Kimbrough is the fourth county department director to leave since July, and several other changes in leadership have been made as well:
♦ Rockdale Water Resources — Derek Bogan was promoted to director in November. Dr. Terrell Boggs had been serving as acting direction since January 2019 when Angie Luna left. Bogan has been serving as deputy director.
♦ Planning and Development — Kc Krzic resigned as director in July, and Kalanos Johnson was approved as director in December.

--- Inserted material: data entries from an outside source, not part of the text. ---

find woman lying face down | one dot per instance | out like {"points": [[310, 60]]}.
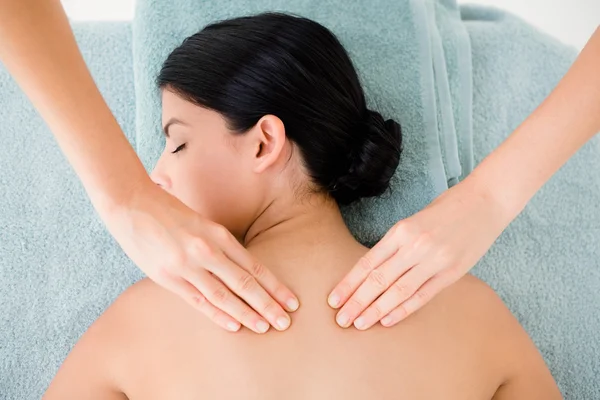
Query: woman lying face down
{"points": [[268, 133]]}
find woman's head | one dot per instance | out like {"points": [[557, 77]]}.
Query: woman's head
{"points": [[264, 104]]}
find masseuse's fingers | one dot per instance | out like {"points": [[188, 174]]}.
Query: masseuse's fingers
{"points": [[437, 246], [401, 290], [425, 293], [378, 281], [219, 295], [190, 294], [267, 280], [246, 285], [382, 251]]}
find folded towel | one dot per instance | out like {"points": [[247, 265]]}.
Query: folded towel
{"points": [[546, 265], [391, 46], [458, 87], [59, 267]]}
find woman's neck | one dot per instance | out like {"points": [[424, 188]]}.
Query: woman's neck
{"points": [[288, 234]]}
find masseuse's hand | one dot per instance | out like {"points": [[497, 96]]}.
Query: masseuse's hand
{"points": [[419, 257], [199, 261]]}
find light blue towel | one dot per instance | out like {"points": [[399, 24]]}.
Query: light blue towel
{"points": [[59, 267], [546, 266], [458, 89], [391, 45]]}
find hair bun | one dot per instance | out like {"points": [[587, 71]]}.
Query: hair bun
{"points": [[373, 162]]}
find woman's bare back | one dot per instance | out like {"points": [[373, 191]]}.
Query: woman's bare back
{"points": [[463, 345]]}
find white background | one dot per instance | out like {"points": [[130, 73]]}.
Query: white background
{"points": [[571, 21]]}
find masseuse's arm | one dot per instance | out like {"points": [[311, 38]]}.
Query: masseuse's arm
{"points": [[173, 245], [425, 253]]}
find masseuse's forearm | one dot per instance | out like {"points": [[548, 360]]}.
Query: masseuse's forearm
{"points": [[38, 48], [563, 123]]}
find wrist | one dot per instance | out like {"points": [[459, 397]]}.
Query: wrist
{"points": [[505, 205]]}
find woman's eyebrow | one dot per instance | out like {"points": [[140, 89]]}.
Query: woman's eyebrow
{"points": [[171, 122]]}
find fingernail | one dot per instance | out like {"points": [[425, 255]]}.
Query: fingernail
{"points": [[343, 320], [360, 323], [292, 304], [334, 300], [283, 323], [262, 326], [233, 327]]}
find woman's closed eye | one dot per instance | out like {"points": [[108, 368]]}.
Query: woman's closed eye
{"points": [[178, 149]]}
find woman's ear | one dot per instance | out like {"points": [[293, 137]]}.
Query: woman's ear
{"points": [[269, 142]]}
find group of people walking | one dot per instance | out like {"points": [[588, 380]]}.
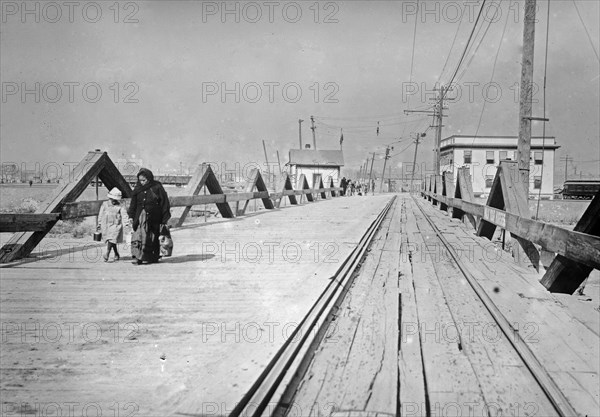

♦ Technology Services — Al Yelverton resigned as director and Maurice Fickln resigned as deputy director, both in July. Margaret A. Moore-Johnson was approved as director in October.
♦ Finance — Roselyn Miller resigned as director in September and deputy director William Vaughn has been serving as acting director while a search for a new director continues.
♦ Chief of Staff — Corey Hambrick resigned effective Dec. 31, and Jamie Cabe, currently the Rockdale County clerk of Superior Court, will become chief of staff on Jan. 1.
♦ E♦ mergency Management Agency — Dan Morgan has been named the first director of the new Emergency Management Agency Department. The EMA was previously under another public safety department. Morgan, who had been serving as both EMA director and Rockdale County fire chief, resigned as fire chief in December to move into his new role.
♦ Rockdale County Fire Rescue — Marian McDaniel was named the new Rockdale County fire chief in December.